また、蓋部材の仮止めは、本体スリーブと一体に設けた配管固定機構を利用しているため、蓋部材を仮止めするために特別な構造を設ける必要がない。
また、コンクリートを打設して床を構築した後に、床スリーブの開口部に配管固定部を設置する現場作業が不要となり、溶接装置を必要とすることなく、作業現場において床スリーブのスリーブ本体を高さ方向に挿通する配管を、スリーブ本体の上部に一体に設けた配管固定機構により支持固定することができる。
(配管固定機構と蓋部材の仮止めによる効果)
また、配管固定機構は、L字断面をもつ一対のアングル材を、スリーブ本体の側面円筒の外周に一対のアングル面の先端内側を接触した状態で軸方向に固定配置した支持基台と、L字断面をもつ一対のアングル材を、一方のアングル面がスリーブ本体の上部開口に位置するように他方のアングル面を支持基台の両側に固定配置し、一方のアングル面に一対の第1ボルト通し穴を形成した取付台と、L字断面をもつアングル材の取付台に載置する一方のアングル面に、第1ボルト通し穴に相対して一対の第2ボルト通し穴を形成すると共に、他方のアングル面に配管の口径に対応した間隔で一対の第3ボルト通し穴を形成し、第2ボルト通し穴から取付台の第1ボルト通し穴に相通したボルトに対するナットの螺合により取付台に固定する配管固定部材と、 配管固定部材の第3ボルト通し穴にU字形の両端部を連結して配管を配管固定部材に締め付け固定するU字締結部材(Uボルト又はUバンド)を備え、スリーブ本体の上部開口に設けた蓋部材を、取付台に対する配管固定部材のボルト止めにより挟み込んで仮止め固定するようにしたため、スリーブ本体の上部開口を蓋部材で閉鎖した状態で配管固定機構の取付台による挟み込みで確実に仮止めし、また、コンクリート打設後に蓋部材を外してスリーブ本体を高さ方向に配管を挿通して支持固定する作業を簡単且つ容易に行うことを可能とする。更に、支持基台、取付台及び配管固定部材は、いずれも市販のLアングル材を利用していることから、製造が容易でコストを必要最小限に抑えることを可能とする。
(長穴としたボルト通し穴による効果)
また、取付台の第1ボルト通し穴をスリーブ本体に向う方向に長い第1長穴とし、配管固定部材の第2ボルト通し穴を第1長穴に直交する方向に長い第2長穴とし、取付台の第1長穴と配管固定部材の第2長穴を位置合せして挿通したボルトにナットを螺合し、スリーブ本体を挿通する配管の中心軸線をスリーブ本体の中心軸線に略一致するように、第1及び第2長穴の範囲で配管固定部材を位置調整する構造としたことで、スリーブ本体を挿通する配管を支持固定した場合に、スリーブ本体と配管の間に均一な隙間を確保することができ、隙間に対する不燃材やシール材の充填をより適切に行うことを可能とする。

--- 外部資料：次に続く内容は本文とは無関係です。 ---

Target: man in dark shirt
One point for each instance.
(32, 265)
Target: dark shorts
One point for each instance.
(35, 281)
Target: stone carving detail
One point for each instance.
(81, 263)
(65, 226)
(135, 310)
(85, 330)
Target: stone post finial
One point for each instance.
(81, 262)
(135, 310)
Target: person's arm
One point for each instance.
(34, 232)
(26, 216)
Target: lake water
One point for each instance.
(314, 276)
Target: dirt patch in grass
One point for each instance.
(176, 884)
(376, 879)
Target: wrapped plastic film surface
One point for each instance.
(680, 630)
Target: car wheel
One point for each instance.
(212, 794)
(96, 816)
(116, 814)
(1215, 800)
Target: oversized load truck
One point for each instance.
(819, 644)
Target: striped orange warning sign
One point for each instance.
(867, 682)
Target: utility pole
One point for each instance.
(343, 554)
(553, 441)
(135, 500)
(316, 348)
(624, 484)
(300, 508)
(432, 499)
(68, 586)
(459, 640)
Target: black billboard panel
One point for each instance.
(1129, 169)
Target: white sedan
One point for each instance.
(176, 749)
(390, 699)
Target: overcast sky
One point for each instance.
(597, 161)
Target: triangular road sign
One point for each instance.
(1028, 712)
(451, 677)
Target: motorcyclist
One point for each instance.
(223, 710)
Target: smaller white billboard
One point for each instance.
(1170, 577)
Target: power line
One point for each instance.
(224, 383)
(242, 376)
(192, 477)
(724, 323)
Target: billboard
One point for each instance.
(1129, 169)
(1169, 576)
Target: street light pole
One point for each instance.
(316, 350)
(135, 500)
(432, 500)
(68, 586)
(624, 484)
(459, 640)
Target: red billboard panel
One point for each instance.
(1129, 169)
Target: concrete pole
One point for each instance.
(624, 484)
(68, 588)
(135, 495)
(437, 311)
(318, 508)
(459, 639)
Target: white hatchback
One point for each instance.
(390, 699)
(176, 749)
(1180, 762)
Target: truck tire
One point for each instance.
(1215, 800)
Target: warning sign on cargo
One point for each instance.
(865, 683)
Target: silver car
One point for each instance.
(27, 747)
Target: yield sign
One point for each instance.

本考案による床スリーブの実施形態を示した斜視図 図1の床スリーブを正面及び平面から示した説明図 図1の床スリーブを側面から示した説明図 図1の床スリーブの組立分解状態を正面から示した説明図 図1の床スリーブの組立分解状態を平面から示した説明図 図1の床スリーブの組立分解状態を側面から示した説明図 本考案による床スリーブの蓋部材を取り外した状態で示した斜視図 床工事における床スリーブの組付け配置を示した説明図 本考案の床スリーブによる配管の支持固定を示した説明図 床工事における従来の床スリーブの組付け配置を示した説明図 コンクリート打設により埋め込まれた従来の床スリーブを示した説明図 現場作業による床スリーブを挿通した配管の支持固定を示した説明図 図12の従来の配管固定部を拡大して示した説明図
[床スリーブの構成]
図1は本考案による床スリーブの実施形態を示した斜視図、図2は図1の床スリーブを正面及び平面から示した説明図、図3は図1の床スリーブを側面から示した説明図、図4は図1の床スリーブの組立分解状態を正面から示した説明図、図5は図1の床スリーブの組立分解状態を平面から示した説明図、図6は図1の床スリーブの組立分解状態を側面から示した説明図、図7は本考案による床スリーブの蓋部材を取り外した状態で示した斜視図である。
図1乃至図6に示すように、本実施形態の床スリーブ10は、配管を挿通する円筒状のスリーブ本体12と、スリーブ本体12の上部に一体に設けられ、スリーブ本体12を高さ方向に挿通する配管を支持固定する配管固定機構16と、スリーブ本体12の上部開口に着脱自在に設けた蓋部材26で構成し、蓋部材26を配管固定機構16により仮止め固定している。
スリーブ本体12は例えばステンレス板を円筒形に加工して継ぎ目を溶接固定した管体であり、例えば肉厚は1.2mm、外形は150mm、高さは350mmであり、外形及び高さについては、様々な寸法を準備している。また、スリーブ本体12の下部外側の3箇所には、L字形の脚部14を放射状に配置し、脚部14には通し孔14aを設け、床工事の際に仮設する仮枠の所定位置に配置するスリーブ本体12を釘打ち等で仮止め可能としている。
本体スリーブ12の上部に一体に設けた配管固定機構16は、支持基台18、取付台20、配管固定部材22及びUボルト24を備える。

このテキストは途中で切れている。